Last week, we shared with you the news of Uber’s proposed $20 million settlement to resolve a long-running misclassification claim – the parties agreed to the deal, and they just needed the approval of a federal court judge (read the entire post here). Of course, nothing is finalized until it’s signed, and the parties to this particular claim know that all too well; after all, they thought they had a $100 million settlement in place in April 2016 before the same judge nixed the proposed deal as not being “fair, adequate, and reasonable” to the class of drivers. This week, that judge signaled there could be another fly in the ointment, and its name is Dynamex.
Readers of this blog are all too familiar with the Dynamex decision from the California Supreme Court and the introduction of the notorious ABC test to the misclassification debate. For those unfamiliar, all you need to know is that the 2018 decision makes it significantly harder for the average gig economy business to classify their workers as independent contractors. The impact of the decision continues to seep into gig economy litigation, and now the Uber case has seemingly been caught in its web.
In a March 18 order, Judge Edward Chen of the Northern District of California responded to the proposed $20 million settlement pact by asking the parties to provide him with additional briefing about a variety of matters, but most importantly, he has asked for a summary of how the Dynamex case influenced the proposed valuation of the settlement. “What are the litigation risks associated with the above claims (particularly those arising under Industrial Welfare Commission wage orders to which Dynamex Operations W. v.
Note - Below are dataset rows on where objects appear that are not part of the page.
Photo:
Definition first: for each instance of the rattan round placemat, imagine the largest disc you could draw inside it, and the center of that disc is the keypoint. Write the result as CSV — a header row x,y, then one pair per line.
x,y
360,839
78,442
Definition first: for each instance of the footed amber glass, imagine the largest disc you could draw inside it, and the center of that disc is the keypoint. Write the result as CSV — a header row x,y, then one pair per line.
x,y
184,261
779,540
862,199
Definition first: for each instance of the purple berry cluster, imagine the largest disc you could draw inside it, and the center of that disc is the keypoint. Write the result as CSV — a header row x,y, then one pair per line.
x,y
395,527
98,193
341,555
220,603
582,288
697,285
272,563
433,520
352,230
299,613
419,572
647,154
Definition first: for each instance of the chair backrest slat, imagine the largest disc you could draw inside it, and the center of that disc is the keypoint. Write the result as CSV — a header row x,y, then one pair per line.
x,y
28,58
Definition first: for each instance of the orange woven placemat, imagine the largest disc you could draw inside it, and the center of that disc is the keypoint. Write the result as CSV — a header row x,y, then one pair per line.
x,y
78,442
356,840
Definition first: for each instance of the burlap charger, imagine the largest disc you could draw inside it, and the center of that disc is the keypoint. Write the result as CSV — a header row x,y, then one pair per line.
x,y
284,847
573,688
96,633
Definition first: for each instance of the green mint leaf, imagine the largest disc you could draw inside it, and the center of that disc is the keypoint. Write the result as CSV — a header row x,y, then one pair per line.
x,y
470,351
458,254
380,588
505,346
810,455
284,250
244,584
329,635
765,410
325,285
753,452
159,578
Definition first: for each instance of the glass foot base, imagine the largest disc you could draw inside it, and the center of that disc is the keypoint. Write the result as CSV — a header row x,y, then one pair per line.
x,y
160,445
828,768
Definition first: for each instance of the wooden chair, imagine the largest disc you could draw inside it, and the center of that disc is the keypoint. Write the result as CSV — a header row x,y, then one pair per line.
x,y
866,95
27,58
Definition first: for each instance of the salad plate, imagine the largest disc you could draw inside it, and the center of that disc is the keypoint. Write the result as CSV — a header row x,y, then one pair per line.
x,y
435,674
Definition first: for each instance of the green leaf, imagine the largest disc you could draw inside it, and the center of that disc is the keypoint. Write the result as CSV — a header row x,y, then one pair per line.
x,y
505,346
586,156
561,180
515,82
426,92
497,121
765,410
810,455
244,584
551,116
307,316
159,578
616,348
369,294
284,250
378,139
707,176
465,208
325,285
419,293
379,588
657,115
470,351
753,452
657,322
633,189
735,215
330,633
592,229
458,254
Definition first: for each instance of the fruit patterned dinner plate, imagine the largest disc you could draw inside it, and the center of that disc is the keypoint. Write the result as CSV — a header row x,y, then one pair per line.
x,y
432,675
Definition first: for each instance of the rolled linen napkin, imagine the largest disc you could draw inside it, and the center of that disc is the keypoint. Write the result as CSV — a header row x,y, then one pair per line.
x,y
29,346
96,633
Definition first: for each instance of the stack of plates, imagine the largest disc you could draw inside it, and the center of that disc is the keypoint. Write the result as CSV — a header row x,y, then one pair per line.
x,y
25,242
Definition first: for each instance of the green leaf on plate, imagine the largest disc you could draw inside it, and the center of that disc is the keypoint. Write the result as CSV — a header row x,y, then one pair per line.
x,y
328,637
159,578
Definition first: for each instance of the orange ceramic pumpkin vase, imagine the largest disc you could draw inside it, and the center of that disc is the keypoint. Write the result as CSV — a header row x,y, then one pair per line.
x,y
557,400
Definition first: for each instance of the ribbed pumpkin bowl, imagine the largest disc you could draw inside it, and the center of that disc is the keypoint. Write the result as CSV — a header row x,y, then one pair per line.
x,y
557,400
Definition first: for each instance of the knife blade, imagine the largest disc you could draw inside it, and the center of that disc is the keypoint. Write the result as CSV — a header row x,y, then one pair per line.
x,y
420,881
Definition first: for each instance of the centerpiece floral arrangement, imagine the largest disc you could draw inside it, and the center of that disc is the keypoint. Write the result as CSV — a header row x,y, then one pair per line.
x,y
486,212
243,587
Superior Court, 4 Cal. 5th 903 (2018), clearly applies, assuming the decision is retroactive)?” is the key question posed by the judge. Following up, he also wants an answer to the question: “What discovery have Plaintiffs taken, and what data do they have in that regard?”
Reading between the lines, one can assume that Judge Chen wants to closely scrutinize whether the parties have adequately considered the valuation of their case in light of Dynamex, especially the relative odds of success with respect to liability. In a worst-case scenario, he could once again reject the parties’ proposed deal for not being fair, adequate, or reasonable.
He also asked the parties to provide detail regarding a number of other factors, including Uber’s current tipping policy, but the Dynamex impact is clearly the cornerstone issue that may or may not break the deal apart. The parties need to provide a supplemental brief to answer the questions by today at noon PT. Once the judge makes his final ruling, we’ll post an update.